Dominican Republic’s PFM progress gets $60m World Bank boost

6 Nov 15

The World Bank will loan $60m to the Dominican Republic to support efforts to strengthen public financial management.

Dominican Republic flag on the beach

 

The Development Policy Loan will help the nation strengthen the management of government expenditure, enhancing transparency and improve its monitoring of government operations. As a result, it is hoped the Dominican Republic will see a much-desired fall in public sector debt and more inclusive growth.

Sophie Sirtaine, World Bank country director for the Caribbean, said: “We are encouraged by the Dominican authorities’ commitment to improve service delivery to the poorest and most vulnerable.

“The government’s reforms to manage its public finances more effectively are a clear sign of this commitment, and the following measures will be important for consolidating the gains achieved in recent years.”

The Dominican Republic is the largest economy in the Caribbean and Central American region.
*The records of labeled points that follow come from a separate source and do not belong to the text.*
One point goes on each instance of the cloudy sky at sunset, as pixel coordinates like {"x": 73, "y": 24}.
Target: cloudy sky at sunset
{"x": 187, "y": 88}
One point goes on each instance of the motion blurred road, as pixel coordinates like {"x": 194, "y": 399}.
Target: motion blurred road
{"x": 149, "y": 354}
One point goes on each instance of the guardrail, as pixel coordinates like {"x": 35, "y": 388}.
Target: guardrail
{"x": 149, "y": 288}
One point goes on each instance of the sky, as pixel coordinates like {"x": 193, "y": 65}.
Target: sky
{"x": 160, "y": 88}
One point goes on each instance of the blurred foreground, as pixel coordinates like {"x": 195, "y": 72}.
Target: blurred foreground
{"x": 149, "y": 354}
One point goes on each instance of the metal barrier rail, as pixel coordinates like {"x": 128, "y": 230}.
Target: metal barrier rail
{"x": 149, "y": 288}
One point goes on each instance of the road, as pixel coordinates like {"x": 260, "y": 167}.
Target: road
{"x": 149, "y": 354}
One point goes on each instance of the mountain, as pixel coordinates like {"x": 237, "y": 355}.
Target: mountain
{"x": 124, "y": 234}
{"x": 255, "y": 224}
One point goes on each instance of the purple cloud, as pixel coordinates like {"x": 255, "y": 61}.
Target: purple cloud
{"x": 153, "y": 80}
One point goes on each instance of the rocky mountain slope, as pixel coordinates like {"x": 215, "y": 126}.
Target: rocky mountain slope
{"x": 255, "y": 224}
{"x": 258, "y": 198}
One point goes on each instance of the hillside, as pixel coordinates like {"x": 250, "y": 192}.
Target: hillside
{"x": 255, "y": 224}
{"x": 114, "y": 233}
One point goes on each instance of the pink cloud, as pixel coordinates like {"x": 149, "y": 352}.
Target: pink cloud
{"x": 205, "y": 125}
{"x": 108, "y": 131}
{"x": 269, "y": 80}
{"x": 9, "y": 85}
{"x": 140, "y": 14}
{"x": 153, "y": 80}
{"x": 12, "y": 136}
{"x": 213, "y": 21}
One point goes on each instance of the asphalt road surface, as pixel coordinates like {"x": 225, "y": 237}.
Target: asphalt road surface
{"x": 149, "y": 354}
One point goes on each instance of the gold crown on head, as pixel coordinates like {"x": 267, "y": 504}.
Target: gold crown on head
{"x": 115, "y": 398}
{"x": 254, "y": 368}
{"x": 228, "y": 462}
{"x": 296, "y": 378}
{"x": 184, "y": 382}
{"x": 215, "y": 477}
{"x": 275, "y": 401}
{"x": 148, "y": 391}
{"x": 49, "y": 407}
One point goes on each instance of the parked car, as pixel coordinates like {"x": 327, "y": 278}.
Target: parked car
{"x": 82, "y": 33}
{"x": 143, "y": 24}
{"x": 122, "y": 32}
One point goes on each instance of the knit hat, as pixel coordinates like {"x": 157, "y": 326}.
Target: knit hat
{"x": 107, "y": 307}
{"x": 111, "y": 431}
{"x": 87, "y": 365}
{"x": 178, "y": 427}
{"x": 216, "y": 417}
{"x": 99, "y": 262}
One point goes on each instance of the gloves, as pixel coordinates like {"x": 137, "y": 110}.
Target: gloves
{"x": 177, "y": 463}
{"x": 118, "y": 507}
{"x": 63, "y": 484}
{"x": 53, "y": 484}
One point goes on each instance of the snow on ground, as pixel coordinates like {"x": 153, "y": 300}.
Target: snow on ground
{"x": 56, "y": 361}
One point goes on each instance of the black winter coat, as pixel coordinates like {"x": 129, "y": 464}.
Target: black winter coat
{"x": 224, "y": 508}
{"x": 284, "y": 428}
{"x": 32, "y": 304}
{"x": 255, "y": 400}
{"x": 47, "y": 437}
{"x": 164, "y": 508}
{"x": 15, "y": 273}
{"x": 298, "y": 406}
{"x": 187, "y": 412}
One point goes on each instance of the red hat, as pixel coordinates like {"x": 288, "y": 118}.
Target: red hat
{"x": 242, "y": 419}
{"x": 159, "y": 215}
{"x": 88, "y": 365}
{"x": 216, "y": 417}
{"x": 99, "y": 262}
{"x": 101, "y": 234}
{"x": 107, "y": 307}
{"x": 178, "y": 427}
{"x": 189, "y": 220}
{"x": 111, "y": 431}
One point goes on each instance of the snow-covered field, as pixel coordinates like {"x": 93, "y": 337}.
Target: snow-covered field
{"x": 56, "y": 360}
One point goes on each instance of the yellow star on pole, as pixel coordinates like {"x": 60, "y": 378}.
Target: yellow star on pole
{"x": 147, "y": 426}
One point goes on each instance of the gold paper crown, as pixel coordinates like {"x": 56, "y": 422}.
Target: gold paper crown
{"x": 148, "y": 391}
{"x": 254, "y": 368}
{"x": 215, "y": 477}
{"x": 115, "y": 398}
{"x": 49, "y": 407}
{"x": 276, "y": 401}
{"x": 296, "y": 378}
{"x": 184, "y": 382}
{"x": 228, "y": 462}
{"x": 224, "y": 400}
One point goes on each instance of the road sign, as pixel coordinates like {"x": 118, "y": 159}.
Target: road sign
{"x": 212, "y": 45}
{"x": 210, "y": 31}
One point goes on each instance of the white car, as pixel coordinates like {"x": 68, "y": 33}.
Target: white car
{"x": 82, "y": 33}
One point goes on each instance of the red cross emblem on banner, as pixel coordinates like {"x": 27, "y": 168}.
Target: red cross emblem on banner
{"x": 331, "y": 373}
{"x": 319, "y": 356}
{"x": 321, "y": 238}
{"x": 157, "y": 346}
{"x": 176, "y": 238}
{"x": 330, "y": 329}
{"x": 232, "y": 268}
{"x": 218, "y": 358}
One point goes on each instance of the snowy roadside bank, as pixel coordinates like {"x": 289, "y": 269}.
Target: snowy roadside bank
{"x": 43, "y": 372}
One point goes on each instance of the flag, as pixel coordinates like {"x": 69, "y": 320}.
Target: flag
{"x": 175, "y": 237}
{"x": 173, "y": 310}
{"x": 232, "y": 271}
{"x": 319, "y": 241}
It enjoyed the largest growth rate in Latin America and the Caribbean in 2014, helping to boost employment and reduce poverty.
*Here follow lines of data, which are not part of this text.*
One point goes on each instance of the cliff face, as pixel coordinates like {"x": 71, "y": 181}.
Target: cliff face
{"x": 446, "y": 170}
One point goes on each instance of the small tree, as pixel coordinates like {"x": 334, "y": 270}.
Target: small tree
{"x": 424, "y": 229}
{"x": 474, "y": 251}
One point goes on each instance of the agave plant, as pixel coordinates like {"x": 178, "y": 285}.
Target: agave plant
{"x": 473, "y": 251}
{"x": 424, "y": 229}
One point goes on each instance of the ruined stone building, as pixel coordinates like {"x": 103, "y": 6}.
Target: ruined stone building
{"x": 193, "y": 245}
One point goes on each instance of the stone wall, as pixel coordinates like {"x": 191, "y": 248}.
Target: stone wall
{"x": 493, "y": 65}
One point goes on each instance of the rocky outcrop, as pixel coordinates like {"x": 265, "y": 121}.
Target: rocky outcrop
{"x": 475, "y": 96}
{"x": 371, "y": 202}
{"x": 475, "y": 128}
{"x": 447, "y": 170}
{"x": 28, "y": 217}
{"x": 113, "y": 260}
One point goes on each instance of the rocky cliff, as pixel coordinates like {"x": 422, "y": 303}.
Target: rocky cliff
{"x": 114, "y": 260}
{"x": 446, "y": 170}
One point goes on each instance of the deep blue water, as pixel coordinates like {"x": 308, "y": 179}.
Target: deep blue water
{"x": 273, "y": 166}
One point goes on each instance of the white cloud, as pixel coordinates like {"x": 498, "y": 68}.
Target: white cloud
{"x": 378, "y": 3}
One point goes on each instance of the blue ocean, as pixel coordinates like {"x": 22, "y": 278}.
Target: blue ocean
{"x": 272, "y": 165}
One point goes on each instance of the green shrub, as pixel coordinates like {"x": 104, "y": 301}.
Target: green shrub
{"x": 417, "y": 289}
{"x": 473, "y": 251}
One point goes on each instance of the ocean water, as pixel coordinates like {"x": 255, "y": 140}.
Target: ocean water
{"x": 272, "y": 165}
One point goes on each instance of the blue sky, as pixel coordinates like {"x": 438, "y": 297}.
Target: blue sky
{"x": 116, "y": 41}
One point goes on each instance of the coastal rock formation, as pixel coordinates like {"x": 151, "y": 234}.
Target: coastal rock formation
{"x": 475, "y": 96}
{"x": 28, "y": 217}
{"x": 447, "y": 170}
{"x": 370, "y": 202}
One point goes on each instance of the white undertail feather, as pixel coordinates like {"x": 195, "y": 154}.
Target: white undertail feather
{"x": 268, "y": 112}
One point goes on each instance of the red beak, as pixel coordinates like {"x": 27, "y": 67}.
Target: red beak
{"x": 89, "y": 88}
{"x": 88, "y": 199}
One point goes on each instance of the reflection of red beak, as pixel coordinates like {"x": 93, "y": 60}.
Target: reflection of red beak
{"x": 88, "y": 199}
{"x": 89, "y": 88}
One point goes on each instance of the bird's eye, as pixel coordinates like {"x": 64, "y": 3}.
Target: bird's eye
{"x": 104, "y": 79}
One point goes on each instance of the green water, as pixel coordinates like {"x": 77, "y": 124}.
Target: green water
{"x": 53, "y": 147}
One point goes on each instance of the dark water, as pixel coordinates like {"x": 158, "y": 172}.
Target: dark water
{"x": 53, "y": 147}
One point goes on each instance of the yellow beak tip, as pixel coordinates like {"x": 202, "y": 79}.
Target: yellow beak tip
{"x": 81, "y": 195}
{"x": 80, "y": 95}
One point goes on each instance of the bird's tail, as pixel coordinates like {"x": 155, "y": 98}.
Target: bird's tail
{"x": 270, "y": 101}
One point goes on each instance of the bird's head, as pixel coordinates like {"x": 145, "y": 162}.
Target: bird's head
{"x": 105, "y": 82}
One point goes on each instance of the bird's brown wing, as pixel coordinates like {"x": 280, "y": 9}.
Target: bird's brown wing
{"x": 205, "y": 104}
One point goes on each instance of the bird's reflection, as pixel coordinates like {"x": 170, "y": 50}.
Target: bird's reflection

The Dominican deficit is expected to shrink to less than 2% of gross domestic product this, however macroeconomic and fiscal forecasts estimate the public sector debt stock to remain between 41.4-51.2% of GDP in 2018.
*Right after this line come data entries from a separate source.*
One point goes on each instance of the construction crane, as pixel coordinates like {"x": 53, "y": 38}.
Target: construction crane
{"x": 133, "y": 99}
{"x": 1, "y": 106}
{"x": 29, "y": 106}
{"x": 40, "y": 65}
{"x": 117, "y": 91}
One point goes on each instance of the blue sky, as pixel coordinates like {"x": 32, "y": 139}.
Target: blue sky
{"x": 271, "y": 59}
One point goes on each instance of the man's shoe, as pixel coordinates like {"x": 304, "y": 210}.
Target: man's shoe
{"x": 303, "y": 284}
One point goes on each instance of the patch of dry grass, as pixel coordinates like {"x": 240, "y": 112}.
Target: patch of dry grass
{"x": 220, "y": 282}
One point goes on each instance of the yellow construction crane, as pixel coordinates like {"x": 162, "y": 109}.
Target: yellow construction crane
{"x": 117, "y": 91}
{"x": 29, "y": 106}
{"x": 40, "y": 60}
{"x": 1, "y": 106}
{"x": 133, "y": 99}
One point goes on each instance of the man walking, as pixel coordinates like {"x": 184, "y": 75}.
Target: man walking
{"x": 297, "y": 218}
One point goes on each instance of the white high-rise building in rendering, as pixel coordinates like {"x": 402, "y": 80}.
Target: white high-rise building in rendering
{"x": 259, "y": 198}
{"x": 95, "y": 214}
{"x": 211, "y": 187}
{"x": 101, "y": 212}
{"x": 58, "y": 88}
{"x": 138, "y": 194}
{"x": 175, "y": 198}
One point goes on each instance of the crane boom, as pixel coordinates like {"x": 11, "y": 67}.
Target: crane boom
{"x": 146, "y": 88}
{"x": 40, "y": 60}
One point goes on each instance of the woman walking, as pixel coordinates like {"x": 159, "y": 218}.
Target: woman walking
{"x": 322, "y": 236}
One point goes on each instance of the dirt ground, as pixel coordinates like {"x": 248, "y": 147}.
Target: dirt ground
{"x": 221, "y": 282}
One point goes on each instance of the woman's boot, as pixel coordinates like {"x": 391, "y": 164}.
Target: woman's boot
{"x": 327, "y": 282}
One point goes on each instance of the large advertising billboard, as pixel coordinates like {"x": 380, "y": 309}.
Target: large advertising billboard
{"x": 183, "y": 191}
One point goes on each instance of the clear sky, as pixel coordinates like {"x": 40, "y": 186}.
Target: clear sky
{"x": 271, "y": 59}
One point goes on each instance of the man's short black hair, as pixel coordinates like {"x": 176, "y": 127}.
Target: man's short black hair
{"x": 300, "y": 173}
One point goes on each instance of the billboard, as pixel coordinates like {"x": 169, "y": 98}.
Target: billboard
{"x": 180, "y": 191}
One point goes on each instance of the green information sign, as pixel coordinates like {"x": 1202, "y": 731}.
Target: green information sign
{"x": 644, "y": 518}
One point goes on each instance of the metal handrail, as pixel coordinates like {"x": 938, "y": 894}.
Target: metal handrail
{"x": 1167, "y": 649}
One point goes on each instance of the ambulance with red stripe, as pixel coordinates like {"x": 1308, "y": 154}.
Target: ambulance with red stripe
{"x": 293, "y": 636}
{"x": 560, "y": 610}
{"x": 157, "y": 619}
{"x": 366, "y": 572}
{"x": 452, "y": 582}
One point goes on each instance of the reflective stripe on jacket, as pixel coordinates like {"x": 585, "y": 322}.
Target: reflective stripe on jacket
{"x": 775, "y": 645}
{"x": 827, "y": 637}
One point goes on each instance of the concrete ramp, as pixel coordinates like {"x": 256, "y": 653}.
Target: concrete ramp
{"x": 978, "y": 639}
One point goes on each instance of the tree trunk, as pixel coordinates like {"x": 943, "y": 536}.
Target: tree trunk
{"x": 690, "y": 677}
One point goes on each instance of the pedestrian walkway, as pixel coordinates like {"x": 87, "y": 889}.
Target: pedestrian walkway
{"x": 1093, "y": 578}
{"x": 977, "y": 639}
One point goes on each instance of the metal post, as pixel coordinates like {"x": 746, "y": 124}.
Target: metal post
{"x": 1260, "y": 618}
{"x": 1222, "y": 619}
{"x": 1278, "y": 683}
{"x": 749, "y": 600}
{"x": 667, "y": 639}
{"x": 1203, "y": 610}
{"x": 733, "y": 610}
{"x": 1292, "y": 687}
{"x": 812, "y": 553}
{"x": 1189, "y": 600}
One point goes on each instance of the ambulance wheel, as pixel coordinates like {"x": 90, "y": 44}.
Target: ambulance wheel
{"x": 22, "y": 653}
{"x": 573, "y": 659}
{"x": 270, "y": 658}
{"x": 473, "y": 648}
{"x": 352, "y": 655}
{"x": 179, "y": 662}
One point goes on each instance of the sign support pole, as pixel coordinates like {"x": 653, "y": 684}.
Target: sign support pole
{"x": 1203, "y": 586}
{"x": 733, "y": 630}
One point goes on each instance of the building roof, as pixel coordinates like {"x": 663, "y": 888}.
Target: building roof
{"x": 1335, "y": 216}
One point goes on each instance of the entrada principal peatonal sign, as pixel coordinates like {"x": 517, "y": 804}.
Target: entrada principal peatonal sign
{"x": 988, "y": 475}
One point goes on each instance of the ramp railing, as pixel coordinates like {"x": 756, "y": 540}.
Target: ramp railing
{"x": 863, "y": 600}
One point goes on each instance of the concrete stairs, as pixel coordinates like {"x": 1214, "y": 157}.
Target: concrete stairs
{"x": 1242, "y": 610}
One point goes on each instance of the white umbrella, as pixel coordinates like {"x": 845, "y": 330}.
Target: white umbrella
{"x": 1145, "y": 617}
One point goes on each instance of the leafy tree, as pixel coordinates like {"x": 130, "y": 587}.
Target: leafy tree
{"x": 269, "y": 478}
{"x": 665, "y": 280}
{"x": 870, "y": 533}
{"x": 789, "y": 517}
One reform to be financed by the World Bank’s will improve the flexibility and transparency of public debt management by fostering greater coordination between institutions that issue public debt and developing laws that enable renegotiation of existing debt under more favourable conditions.

Others include the use of results-based financing to improve delivery in the health sector and regular publication of poverty statistics to enhance transparency and monitoring of government operations.

The loan comes from the World Bank’s Bank for Reconstruction and Development with a fixed spread, customised repayment schedule and total repayment of 23 years, including a grace period of 11 years.